Washington insiders are noticing a major change in Clinton’s definition of “work-related,” which casts doubt on whether Clinton actually did turn over all the work-related emails in her possession, as she claimed under oath to have done.
“Well, if you are talking about Mr. Blumenthal, which I assume you are, he had some that I didn’t have, and I had some that he didn’t have. And he — I was under no obligation to make any of his emails available unless I decided they were work-related,” Clinton said during her testimony to the House Benghazi Committee, referring to intelligence memos about Libya that she received from her political adviser Sidney Blumenthal.
Committee chairman Rep. Trey Gowdy pressed her on the fact that Blumenthal’s emails were clearly work-related, but Clinton pushed back.
“No.

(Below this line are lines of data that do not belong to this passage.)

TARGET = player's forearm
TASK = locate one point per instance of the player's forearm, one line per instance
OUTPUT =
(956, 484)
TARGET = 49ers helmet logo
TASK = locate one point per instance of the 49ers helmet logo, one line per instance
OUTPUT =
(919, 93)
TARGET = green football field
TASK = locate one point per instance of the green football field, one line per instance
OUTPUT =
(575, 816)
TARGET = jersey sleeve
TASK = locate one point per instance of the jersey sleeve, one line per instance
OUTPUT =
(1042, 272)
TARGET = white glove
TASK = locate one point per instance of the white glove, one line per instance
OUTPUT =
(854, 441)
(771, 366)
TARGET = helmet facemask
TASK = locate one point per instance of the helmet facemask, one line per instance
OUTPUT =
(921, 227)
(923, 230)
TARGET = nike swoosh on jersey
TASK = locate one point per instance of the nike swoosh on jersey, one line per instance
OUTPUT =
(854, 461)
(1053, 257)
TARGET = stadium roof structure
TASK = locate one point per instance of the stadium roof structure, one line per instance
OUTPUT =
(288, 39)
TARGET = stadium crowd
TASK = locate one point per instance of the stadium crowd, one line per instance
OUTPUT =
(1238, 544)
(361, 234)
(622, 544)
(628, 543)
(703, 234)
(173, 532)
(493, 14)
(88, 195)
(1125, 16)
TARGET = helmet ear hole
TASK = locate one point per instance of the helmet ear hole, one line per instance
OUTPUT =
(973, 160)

They were from a personal friend, not … any government official. And they were, I determined on the basis of looking at them, what I thought was work-related and what wasn’t. And some I didn’t even have time to read, Mr. Chairman,” Clinton said.
Clinton admitted, therefore, that she only turned over emails if she “decided they were work-related.”
But Clinton said in March 2015 that she turned over any emails “that could possibly be work-related,” barring only things like family funeral arrangements or Chelsea’s wedding plans. (As Breitbart News reported, Chelsea Clinton also shared her mother’s private email network with the Clinton Foundation.)
Clinton said:
[A]fter I left office, the State Department asked former secretaries of state for our assistance in providing copies of work-related emails from our personal accounts. I responded right away and provided all my emails that could possibly be work-related, which totalled roughly 55,000 printed pages.
“We went through a thorough process to identify all of my work-related emails and deliver them to the State Department,” stated Clinton. “At the end, I chose not to keep my private personal emails — emails about planning Chelsea’s wedding or my mother’s funeral arrangements, condolence notes to friends as well as yoga routines, family vacations, the other things you typically find in inboxes.”